Lazy because configuration files are naturally declarative, but you don't want to evaluate tons of things you have declared but then never used.
I should have been more clear, I was listing potential reasons why you might not use a standard programming language. "Not wanting turing completeness" is a reason to use a non-turing-complete DSL. I wasn't suggesting that Nickel was appropriate for this particular use case, but many of the other languages in this category are (e.g., Starlark, Dhall).
> Nickel doesn't force reproducibility
Scanning the docs, I don't see anything about Nickel allowing I/O, so I believe you're mistaken.

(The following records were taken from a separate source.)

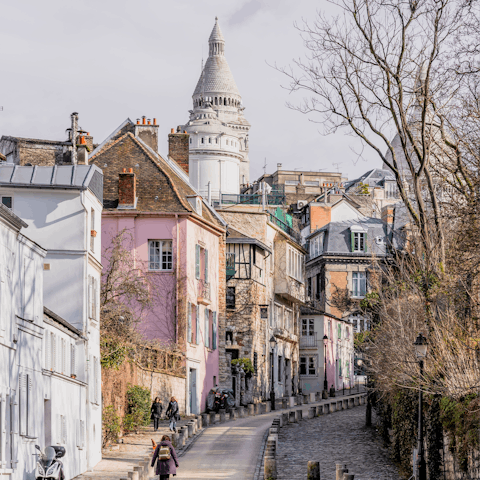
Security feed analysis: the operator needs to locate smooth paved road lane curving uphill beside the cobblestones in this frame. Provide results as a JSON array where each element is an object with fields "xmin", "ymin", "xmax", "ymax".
[{"xmin": 175, "ymin": 412, "xmax": 278, "ymax": 480}]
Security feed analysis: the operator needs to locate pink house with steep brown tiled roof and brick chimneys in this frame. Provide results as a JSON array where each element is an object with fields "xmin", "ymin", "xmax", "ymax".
[{"xmin": 89, "ymin": 119, "xmax": 225, "ymax": 414}]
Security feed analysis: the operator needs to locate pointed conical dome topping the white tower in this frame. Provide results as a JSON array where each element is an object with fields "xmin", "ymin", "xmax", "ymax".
[{"xmin": 193, "ymin": 18, "xmax": 241, "ymax": 98}]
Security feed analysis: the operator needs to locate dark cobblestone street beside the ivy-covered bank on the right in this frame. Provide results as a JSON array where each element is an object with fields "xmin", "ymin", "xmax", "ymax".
[{"xmin": 277, "ymin": 407, "xmax": 401, "ymax": 480}]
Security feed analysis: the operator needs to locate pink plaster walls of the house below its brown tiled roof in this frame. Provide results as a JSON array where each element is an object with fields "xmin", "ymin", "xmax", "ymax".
[{"xmin": 102, "ymin": 214, "xmax": 220, "ymax": 411}]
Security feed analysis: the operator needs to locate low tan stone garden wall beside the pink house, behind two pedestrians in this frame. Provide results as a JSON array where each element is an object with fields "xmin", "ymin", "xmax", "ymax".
[{"xmin": 102, "ymin": 361, "xmax": 186, "ymax": 418}]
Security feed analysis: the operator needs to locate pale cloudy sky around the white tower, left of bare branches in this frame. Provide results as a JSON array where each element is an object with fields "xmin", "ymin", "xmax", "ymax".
[{"xmin": 0, "ymin": 0, "xmax": 381, "ymax": 180}]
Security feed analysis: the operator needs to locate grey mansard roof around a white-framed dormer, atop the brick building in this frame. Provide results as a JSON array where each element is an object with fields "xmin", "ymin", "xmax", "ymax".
[{"xmin": 307, "ymin": 217, "xmax": 389, "ymax": 257}]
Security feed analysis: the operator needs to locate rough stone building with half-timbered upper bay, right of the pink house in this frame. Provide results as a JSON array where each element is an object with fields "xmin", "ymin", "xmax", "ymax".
[{"xmin": 218, "ymin": 205, "xmax": 306, "ymax": 404}]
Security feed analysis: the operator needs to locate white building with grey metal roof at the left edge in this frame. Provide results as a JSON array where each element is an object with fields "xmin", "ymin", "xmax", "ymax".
[{"xmin": 0, "ymin": 165, "xmax": 103, "ymax": 479}]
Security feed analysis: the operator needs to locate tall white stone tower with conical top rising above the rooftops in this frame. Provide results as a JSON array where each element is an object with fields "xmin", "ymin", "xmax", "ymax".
[{"xmin": 181, "ymin": 19, "xmax": 250, "ymax": 199}]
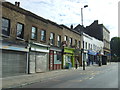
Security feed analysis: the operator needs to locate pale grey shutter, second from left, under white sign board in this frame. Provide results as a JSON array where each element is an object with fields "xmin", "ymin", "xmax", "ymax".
[{"xmin": 30, "ymin": 52, "xmax": 47, "ymax": 73}]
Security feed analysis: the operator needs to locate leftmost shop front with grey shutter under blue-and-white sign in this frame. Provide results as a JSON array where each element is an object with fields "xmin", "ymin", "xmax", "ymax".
[{"xmin": 0, "ymin": 41, "xmax": 29, "ymax": 77}]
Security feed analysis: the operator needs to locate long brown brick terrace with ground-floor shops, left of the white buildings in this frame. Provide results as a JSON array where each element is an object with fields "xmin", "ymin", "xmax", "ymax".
[{"xmin": 0, "ymin": 2, "xmax": 110, "ymax": 77}]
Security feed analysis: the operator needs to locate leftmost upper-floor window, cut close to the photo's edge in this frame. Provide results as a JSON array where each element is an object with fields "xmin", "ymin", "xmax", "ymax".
[{"xmin": 2, "ymin": 18, "xmax": 10, "ymax": 36}]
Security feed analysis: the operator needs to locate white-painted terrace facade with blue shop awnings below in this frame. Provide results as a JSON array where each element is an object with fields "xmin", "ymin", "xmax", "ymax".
[{"xmin": 81, "ymin": 33, "xmax": 104, "ymax": 65}]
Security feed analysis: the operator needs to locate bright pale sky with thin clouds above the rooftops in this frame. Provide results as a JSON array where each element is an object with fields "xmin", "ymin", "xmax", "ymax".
[{"xmin": 6, "ymin": 0, "xmax": 120, "ymax": 38}]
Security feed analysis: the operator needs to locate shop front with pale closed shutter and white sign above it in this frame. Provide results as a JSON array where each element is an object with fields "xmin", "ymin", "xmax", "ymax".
[{"xmin": 29, "ymin": 43, "xmax": 49, "ymax": 73}]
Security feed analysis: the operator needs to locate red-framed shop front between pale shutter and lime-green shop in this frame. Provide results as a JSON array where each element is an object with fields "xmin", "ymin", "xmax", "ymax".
[{"xmin": 49, "ymin": 47, "xmax": 62, "ymax": 70}]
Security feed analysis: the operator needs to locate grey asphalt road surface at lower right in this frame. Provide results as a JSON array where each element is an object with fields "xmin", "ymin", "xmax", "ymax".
[{"xmin": 20, "ymin": 63, "xmax": 118, "ymax": 88}]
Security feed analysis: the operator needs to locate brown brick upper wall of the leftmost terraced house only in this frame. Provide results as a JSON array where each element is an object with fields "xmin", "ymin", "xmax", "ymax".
[{"xmin": 2, "ymin": 6, "xmax": 26, "ymax": 40}]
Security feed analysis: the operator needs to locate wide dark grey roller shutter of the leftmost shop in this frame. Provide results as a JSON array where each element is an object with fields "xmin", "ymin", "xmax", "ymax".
[{"xmin": 2, "ymin": 50, "xmax": 27, "ymax": 77}]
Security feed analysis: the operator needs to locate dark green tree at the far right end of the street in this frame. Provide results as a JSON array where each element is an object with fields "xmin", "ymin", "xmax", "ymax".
[{"xmin": 110, "ymin": 37, "xmax": 120, "ymax": 61}]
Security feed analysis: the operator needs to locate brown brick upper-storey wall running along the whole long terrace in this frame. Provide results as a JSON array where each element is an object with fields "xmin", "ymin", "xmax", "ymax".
[{"xmin": 2, "ymin": 3, "xmax": 81, "ymax": 46}]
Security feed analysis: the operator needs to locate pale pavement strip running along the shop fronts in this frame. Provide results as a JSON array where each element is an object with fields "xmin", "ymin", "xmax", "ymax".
[{"xmin": 0, "ymin": 64, "xmax": 110, "ymax": 88}]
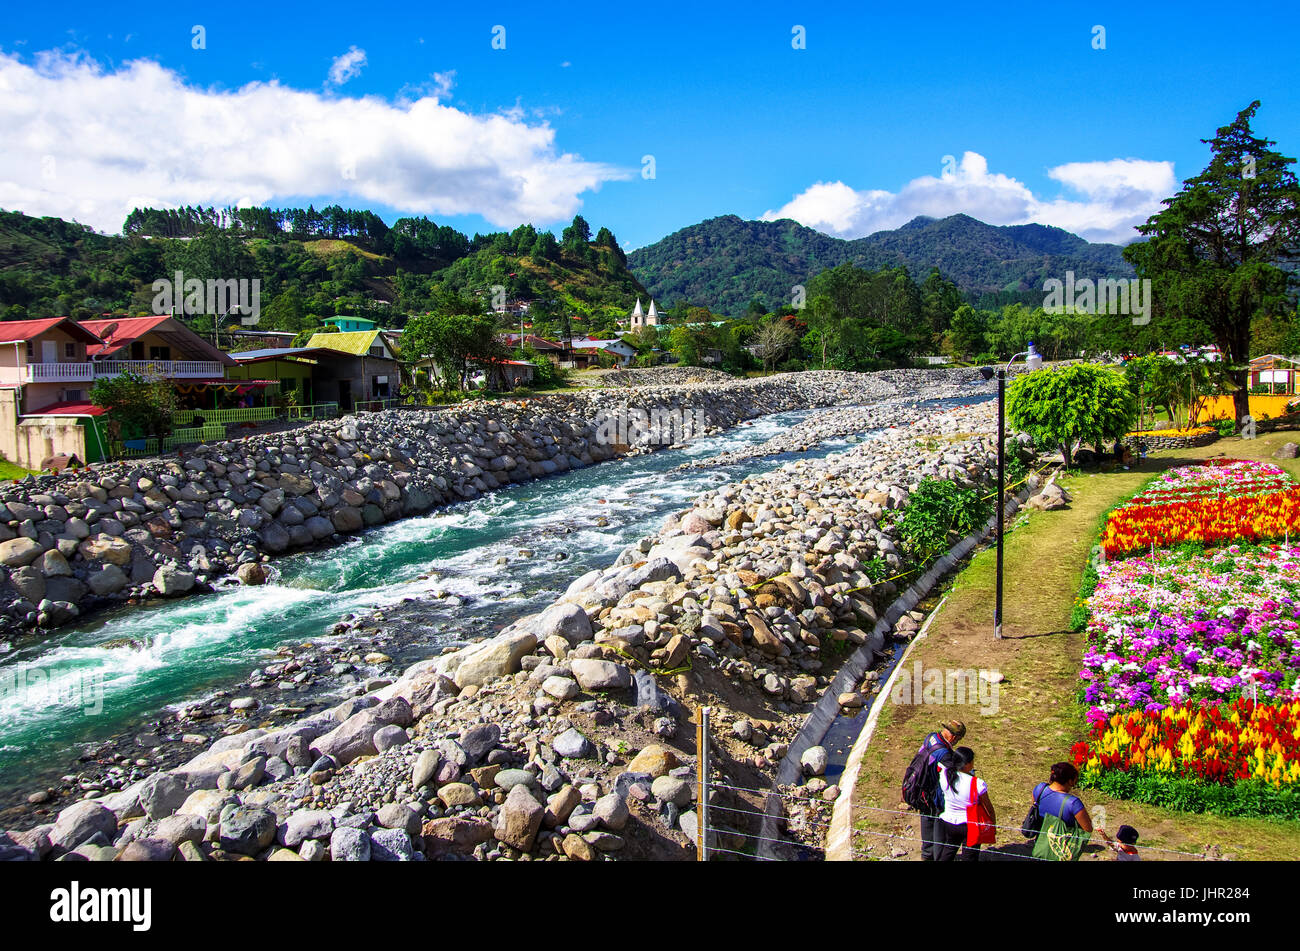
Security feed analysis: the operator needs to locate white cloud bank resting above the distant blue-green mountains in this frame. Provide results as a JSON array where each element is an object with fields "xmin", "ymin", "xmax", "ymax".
[{"xmin": 763, "ymin": 152, "xmax": 1177, "ymax": 243}]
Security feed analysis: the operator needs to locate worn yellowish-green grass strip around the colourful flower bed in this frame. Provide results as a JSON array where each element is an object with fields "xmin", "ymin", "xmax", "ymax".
[{"xmin": 853, "ymin": 433, "xmax": 1300, "ymax": 861}]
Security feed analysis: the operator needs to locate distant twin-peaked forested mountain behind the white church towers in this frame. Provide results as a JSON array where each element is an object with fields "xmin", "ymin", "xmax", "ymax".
[{"xmin": 628, "ymin": 214, "xmax": 1134, "ymax": 316}]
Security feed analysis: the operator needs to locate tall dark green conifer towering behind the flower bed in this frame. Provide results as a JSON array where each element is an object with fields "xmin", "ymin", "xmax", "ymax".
[{"xmin": 1125, "ymin": 100, "xmax": 1300, "ymax": 425}]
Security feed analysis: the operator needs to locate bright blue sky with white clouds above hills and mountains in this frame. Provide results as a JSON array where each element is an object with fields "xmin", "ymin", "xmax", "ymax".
[{"xmin": 0, "ymin": 0, "xmax": 1300, "ymax": 249}]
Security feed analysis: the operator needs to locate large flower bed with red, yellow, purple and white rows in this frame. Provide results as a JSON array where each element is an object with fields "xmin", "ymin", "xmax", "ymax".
[{"xmin": 1074, "ymin": 459, "xmax": 1300, "ymax": 818}]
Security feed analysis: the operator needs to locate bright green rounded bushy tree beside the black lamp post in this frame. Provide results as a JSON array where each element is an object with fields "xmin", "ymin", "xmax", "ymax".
[{"xmin": 1006, "ymin": 364, "xmax": 1138, "ymax": 465}]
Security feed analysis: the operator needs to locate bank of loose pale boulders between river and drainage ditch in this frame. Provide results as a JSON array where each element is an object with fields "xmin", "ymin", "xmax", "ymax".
[{"xmin": 0, "ymin": 394, "xmax": 1034, "ymax": 861}]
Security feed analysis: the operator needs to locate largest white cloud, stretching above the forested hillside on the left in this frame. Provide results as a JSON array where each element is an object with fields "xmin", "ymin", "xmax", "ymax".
[{"xmin": 0, "ymin": 53, "xmax": 632, "ymax": 231}]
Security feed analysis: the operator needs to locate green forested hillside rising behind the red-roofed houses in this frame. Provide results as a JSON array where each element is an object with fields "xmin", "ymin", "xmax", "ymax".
[{"xmin": 0, "ymin": 207, "xmax": 646, "ymax": 331}]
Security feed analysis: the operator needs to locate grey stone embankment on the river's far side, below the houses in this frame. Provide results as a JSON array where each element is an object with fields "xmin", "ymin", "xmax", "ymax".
[{"xmin": 0, "ymin": 370, "xmax": 977, "ymax": 637}]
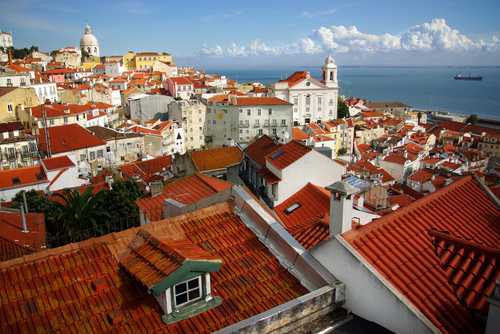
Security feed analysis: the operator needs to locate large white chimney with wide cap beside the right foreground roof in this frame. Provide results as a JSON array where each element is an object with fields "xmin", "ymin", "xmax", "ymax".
[{"xmin": 326, "ymin": 181, "xmax": 359, "ymax": 237}]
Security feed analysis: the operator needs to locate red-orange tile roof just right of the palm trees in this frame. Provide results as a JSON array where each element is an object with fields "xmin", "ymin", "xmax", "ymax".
[{"xmin": 136, "ymin": 173, "xmax": 232, "ymax": 221}]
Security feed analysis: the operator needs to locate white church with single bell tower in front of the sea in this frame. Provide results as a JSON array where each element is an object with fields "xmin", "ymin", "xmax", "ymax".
[{"xmin": 272, "ymin": 56, "xmax": 339, "ymax": 126}]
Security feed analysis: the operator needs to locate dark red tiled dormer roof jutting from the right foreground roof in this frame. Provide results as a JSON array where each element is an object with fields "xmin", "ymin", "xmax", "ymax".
[{"xmin": 429, "ymin": 230, "xmax": 500, "ymax": 316}]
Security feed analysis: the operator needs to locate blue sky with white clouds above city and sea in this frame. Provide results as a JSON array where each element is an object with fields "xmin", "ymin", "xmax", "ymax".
[{"xmin": 0, "ymin": 0, "xmax": 500, "ymax": 67}]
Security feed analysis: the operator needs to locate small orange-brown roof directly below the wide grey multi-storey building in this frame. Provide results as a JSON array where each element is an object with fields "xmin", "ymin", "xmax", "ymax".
[{"xmin": 190, "ymin": 147, "xmax": 243, "ymax": 172}]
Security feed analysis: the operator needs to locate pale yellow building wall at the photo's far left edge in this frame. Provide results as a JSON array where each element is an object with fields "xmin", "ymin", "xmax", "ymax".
[{"xmin": 0, "ymin": 87, "xmax": 40, "ymax": 123}]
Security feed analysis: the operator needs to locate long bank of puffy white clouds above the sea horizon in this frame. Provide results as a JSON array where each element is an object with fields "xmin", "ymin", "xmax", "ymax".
[{"xmin": 200, "ymin": 18, "xmax": 500, "ymax": 57}]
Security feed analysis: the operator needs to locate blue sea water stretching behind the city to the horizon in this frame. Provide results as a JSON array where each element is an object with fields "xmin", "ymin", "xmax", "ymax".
[{"xmin": 207, "ymin": 66, "xmax": 500, "ymax": 120}]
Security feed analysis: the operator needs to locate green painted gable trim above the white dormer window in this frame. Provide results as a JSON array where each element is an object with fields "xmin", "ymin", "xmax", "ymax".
[{"xmin": 150, "ymin": 260, "xmax": 222, "ymax": 296}]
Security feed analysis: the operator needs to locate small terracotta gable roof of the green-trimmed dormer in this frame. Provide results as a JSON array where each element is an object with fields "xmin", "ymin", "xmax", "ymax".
[{"xmin": 120, "ymin": 230, "xmax": 220, "ymax": 289}]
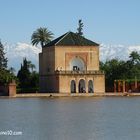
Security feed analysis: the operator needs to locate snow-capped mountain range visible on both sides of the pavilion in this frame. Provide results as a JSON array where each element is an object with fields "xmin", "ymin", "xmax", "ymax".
[{"xmin": 5, "ymin": 43, "xmax": 140, "ymax": 71}]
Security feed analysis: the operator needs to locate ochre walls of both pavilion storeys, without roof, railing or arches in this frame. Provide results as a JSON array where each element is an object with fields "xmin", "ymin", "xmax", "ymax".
[{"xmin": 39, "ymin": 46, "xmax": 105, "ymax": 93}]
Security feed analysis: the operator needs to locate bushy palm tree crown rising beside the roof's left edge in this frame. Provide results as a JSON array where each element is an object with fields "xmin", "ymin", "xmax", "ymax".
[{"xmin": 31, "ymin": 27, "xmax": 53, "ymax": 47}]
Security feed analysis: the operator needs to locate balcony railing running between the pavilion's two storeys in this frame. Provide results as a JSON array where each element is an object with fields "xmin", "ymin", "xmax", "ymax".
[{"xmin": 55, "ymin": 70, "xmax": 104, "ymax": 74}]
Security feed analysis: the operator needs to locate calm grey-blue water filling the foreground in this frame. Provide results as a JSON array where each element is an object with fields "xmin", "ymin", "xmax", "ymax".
[{"xmin": 0, "ymin": 97, "xmax": 140, "ymax": 140}]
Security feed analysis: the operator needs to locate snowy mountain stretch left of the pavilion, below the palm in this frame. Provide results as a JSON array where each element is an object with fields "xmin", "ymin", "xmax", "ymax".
[{"xmin": 5, "ymin": 43, "xmax": 41, "ymax": 71}]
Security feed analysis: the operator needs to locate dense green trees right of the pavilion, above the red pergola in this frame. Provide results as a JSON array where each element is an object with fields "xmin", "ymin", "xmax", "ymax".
[{"xmin": 100, "ymin": 51, "xmax": 140, "ymax": 91}]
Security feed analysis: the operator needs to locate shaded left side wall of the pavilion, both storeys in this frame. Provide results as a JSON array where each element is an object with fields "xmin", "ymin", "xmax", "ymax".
[{"xmin": 39, "ymin": 47, "xmax": 55, "ymax": 92}]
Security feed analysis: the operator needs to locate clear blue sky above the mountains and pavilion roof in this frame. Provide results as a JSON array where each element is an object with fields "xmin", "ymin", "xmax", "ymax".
[{"xmin": 0, "ymin": 0, "xmax": 140, "ymax": 45}]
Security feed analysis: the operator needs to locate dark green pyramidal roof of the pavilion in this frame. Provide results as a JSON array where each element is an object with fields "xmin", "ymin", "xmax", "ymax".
[{"xmin": 46, "ymin": 32, "xmax": 99, "ymax": 47}]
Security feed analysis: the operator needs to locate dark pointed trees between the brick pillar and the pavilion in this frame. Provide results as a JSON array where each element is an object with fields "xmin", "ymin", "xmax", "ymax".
[{"xmin": 17, "ymin": 58, "xmax": 39, "ymax": 92}]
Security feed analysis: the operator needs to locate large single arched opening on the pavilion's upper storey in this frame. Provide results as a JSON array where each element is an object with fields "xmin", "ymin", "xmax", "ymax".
[{"xmin": 70, "ymin": 57, "xmax": 86, "ymax": 71}]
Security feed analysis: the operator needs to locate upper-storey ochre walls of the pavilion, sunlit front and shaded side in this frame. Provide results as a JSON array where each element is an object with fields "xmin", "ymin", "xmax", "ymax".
[{"xmin": 39, "ymin": 46, "xmax": 99, "ymax": 75}]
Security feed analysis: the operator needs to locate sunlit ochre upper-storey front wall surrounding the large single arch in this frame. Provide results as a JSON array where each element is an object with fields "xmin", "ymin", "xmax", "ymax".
[{"xmin": 55, "ymin": 46, "xmax": 99, "ymax": 70}]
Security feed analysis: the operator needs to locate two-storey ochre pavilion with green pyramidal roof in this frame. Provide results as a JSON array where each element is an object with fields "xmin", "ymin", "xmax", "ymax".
[{"xmin": 39, "ymin": 32, "xmax": 105, "ymax": 93}]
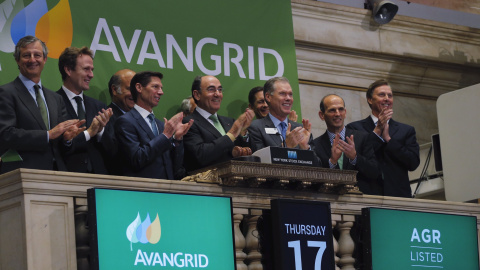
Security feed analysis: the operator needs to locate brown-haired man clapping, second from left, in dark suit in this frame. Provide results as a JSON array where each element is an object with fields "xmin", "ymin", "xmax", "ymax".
[{"xmin": 57, "ymin": 47, "xmax": 113, "ymax": 174}]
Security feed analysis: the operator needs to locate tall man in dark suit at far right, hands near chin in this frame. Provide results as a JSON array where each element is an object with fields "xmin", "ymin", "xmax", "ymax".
[{"xmin": 347, "ymin": 80, "xmax": 420, "ymax": 198}]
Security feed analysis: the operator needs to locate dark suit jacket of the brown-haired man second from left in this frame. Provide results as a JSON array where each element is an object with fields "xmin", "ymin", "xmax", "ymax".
[{"xmin": 57, "ymin": 88, "xmax": 112, "ymax": 174}]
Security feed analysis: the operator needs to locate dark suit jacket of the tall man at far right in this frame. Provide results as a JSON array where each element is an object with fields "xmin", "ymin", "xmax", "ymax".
[{"xmin": 347, "ymin": 116, "xmax": 420, "ymax": 198}]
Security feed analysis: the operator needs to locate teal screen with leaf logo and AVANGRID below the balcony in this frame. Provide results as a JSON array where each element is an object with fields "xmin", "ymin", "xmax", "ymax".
[{"xmin": 89, "ymin": 189, "xmax": 235, "ymax": 270}]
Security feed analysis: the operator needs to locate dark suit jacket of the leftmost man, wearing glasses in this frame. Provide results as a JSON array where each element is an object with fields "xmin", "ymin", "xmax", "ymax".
[{"xmin": 0, "ymin": 77, "xmax": 67, "ymax": 173}]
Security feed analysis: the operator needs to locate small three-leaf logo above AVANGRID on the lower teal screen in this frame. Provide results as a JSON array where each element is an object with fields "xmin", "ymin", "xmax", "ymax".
[{"xmin": 127, "ymin": 212, "xmax": 162, "ymax": 250}]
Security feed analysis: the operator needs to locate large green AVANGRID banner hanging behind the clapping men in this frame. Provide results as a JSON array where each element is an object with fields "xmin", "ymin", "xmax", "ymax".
[{"xmin": 0, "ymin": 0, "xmax": 301, "ymax": 117}]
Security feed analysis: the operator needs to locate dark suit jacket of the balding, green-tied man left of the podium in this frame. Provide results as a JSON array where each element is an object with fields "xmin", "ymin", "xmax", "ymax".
[{"xmin": 183, "ymin": 110, "xmax": 242, "ymax": 171}]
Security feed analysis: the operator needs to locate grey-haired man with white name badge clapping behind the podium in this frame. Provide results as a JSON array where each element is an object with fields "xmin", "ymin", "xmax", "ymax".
[{"xmin": 248, "ymin": 77, "xmax": 312, "ymax": 152}]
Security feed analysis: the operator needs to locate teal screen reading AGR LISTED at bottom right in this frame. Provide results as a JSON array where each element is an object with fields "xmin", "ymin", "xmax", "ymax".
[{"xmin": 364, "ymin": 208, "xmax": 478, "ymax": 270}]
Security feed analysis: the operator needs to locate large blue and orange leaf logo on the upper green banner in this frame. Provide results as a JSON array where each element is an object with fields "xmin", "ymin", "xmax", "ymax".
[{"xmin": 0, "ymin": 0, "xmax": 73, "ymax": 60}]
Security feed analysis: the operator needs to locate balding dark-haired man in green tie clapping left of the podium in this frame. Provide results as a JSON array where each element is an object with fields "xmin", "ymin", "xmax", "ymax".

> However, sometimes the situation does not fit in a rigid framework: as for Turing-completeness, there may be cases which mandates side-effects. An example is when writing Terraform configurations, some external values (an IP) used somewhere in the configuration may only be known once another part of the configuration has been evaluated and executed (deploying machines, in this context). Reading this IP is a side-effect, even if not called so in Terraform's terminology.
> Nickel permits side-effects, but they are heavily constrained: they must be commutative, a property which makes them not hurting parallelizability. They are extensible, meaning that third-party may define new effects and implement externally the associated effect handlers in order to customize Nickel for specific use-cases.
This answers your question about why Nickel is preferable to general purpose programming languages--the side-effects are more limited. Further, it reads to me like the "side-effects" are something that the owner of the runtime opts into by extending the sandbox with callables that can do side-effects as opposed to untrusted code being able to perform side-effects in any Nickel sandbox.